Upstream earnings declined US$2.9 billion from the 1Q15, to a loss of US$76 million. Lower liquids and gas realisations decreased earnings by US$2.6 billion. Sales mix effects decreased earnings by US$100 million. All other items decreased earnings by US$250 million, including lower gains on asset sales and less favourable tax items partly offset by lower expenses.

On an oil equivalent basis, production increased 1.8% from the 1Q15. Liquids production totalled 2.5 million bpd, up 261 000 bpd, while natural gas production was 10.7 billion ft3/d, down 1.1 billion ft3/d from 2015. Project ramp-up was partly offset by regulatory restrictions in the Netherlands, field decline and asset management impacts.The US Upstream operations recorded a loss of US$832 million, compared to a loss of US$52 million in the 1Q15. Non-US Upstream earnings were US$756 million, down US$2.2 billion from the prior year.

Downstream earnings were US$906 million, down US$761 million from the 1Q15. Weaker margins decreased earnings by US$860 million. Volume and mix effects increased earnings by US$10 million. All other items, primarily favourable foreign exchange effects, increased earnings by US$90 million. Petroleum product sales of 5.3 million bpd were 480 000 bpd lower than the prior year’s first quarter.

Earnings from the US Downstream were US$187 million, down US$380 million from the 1Q15. Non-US Downstream earnings of US$719 million were US$381 million lower than last year.

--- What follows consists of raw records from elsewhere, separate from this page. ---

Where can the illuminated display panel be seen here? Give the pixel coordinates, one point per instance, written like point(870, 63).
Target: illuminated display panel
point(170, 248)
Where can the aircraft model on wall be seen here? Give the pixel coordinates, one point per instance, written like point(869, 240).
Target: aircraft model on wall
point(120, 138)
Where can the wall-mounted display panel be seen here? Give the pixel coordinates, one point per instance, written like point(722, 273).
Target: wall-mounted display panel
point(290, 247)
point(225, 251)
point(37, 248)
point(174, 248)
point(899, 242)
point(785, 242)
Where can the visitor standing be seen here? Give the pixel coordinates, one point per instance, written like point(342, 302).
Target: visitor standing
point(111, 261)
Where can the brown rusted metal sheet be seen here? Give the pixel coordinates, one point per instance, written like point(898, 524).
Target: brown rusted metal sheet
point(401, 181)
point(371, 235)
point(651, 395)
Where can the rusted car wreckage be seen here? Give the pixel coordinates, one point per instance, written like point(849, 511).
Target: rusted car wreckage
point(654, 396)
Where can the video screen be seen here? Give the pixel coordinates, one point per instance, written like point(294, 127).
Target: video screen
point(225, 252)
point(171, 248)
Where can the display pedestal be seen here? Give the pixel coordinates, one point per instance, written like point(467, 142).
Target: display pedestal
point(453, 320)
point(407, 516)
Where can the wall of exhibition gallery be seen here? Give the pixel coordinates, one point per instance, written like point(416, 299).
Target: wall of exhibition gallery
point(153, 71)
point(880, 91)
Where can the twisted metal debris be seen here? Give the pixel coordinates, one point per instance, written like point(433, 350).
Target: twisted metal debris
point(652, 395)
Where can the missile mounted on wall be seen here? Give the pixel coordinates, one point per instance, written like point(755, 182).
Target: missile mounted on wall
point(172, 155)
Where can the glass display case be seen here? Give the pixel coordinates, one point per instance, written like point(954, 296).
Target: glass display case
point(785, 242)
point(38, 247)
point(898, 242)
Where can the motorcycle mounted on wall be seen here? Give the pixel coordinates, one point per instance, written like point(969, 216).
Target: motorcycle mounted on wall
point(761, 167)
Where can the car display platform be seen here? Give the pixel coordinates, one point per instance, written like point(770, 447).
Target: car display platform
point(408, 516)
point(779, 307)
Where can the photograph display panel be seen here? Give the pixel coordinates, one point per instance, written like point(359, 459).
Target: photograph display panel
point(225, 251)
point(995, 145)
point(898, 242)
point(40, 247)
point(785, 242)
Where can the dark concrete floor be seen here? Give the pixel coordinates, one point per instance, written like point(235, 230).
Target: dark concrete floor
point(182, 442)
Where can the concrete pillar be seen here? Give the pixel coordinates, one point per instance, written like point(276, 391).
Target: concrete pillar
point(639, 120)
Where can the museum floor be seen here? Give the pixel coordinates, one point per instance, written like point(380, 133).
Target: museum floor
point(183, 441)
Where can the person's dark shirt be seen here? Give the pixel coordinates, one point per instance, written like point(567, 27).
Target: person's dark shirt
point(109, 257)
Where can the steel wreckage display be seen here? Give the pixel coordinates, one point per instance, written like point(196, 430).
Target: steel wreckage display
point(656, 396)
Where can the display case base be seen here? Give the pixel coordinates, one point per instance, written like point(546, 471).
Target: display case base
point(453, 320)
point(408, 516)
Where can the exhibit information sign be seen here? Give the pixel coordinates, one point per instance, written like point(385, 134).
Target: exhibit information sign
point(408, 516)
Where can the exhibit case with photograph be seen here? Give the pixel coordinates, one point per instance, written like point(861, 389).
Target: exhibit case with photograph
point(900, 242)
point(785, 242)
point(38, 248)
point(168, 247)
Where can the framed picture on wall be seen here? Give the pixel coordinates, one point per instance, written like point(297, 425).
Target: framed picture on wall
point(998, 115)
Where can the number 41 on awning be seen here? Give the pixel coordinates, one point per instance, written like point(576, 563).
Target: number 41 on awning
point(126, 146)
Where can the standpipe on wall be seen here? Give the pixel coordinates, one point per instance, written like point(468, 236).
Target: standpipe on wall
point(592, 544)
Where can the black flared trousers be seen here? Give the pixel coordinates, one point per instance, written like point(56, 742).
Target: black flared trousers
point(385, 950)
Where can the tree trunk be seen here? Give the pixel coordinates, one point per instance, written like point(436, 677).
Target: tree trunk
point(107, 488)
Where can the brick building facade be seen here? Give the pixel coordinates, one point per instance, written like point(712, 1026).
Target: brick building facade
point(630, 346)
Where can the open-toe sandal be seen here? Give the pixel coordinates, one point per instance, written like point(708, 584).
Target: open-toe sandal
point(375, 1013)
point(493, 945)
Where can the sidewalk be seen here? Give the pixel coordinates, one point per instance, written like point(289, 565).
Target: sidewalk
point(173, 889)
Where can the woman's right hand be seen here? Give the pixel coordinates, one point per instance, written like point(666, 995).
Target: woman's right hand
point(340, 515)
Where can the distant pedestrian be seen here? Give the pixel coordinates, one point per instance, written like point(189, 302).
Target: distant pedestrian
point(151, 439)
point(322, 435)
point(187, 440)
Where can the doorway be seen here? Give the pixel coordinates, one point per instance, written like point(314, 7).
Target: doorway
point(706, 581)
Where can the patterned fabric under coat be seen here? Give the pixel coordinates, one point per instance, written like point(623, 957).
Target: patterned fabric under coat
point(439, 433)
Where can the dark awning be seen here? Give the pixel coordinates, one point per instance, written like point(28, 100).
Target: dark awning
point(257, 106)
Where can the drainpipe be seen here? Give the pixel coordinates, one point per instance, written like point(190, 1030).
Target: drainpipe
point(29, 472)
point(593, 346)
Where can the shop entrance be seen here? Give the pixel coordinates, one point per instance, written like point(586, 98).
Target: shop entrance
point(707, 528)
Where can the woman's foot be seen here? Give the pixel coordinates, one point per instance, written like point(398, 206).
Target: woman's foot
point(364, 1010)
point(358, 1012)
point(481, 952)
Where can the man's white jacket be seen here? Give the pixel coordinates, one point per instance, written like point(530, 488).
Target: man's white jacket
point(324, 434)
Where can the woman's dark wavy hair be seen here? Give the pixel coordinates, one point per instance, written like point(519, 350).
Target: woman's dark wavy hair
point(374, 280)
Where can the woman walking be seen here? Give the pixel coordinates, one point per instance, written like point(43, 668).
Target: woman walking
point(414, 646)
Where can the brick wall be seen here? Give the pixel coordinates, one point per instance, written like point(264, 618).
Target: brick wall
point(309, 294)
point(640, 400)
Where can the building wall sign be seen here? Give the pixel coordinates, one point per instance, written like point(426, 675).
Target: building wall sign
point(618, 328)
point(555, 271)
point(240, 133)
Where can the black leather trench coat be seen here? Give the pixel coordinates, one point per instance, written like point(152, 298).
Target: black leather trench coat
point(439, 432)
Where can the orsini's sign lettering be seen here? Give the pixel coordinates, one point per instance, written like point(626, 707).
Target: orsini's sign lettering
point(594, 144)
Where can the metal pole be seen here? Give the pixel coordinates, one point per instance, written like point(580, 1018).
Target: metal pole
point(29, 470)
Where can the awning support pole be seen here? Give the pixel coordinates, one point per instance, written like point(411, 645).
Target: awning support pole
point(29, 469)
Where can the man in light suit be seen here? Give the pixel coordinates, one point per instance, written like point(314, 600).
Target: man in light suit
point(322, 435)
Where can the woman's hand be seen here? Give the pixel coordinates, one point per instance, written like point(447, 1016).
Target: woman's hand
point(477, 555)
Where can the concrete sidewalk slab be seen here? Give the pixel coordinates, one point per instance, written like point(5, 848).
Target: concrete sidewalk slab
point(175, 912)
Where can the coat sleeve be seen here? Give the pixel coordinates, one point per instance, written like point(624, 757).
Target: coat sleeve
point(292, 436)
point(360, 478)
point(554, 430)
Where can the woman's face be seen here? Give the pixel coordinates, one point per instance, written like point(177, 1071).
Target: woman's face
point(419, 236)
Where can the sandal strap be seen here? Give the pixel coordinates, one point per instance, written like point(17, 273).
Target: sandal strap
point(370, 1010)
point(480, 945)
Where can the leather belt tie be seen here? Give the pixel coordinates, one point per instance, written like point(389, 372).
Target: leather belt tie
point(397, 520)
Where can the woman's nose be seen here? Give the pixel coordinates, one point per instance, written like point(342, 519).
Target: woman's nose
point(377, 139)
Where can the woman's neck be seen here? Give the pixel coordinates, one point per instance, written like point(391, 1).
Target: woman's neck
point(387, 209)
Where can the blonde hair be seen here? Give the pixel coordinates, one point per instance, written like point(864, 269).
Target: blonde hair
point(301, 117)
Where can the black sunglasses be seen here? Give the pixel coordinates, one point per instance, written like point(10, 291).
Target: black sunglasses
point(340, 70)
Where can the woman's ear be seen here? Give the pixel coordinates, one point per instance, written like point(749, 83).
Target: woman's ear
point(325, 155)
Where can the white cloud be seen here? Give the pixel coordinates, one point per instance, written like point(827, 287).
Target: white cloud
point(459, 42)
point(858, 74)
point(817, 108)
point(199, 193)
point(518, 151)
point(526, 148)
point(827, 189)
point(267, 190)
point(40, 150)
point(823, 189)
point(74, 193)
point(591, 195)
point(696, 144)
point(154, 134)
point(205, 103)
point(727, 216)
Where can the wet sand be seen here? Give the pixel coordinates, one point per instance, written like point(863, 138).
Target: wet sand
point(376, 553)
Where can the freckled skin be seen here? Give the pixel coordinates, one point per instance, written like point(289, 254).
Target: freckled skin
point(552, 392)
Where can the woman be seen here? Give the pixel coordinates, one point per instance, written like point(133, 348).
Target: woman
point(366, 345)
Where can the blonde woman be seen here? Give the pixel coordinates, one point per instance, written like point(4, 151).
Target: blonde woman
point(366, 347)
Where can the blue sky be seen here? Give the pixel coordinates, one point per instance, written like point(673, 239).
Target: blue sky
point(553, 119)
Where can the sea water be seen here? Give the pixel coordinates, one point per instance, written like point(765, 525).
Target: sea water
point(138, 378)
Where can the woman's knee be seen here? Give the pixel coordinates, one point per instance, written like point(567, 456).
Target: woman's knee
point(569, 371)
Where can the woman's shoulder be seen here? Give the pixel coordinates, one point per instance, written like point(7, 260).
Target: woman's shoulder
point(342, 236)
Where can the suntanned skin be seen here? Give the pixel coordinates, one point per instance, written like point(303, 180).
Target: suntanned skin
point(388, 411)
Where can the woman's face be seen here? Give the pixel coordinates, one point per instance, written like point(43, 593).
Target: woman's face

Chemical earnings of US$1.4 billion were US$373 million higher than the 1Q15. Improved margins increased earnings by US$250 million. Favourable volume and mix effects increased earnings by US$80 million. All other items, primarily lower expenses, increased earnings by US$40 million. First quarter prime product sales of 6.2 million t were 104 000 t higher than last year's first quarter.

Corporate and financing expenses were US$375 million for the 1Q16, down US$189 million from the 1Q15 due to favourable tax items.

During the 1Q16, Exxon Mobil Corporation purchased nine million shares of its common stock for the treasury at a gross cost of US$726 million. These shares were acquired to offset dilution in conjunction with the company’s benefit plans and programmes. The corporation will continue to acquire shares to offset dilution in conjunction with its benefit plans and programmes, but does not currently plan on making purchases to reduce shares outstanding.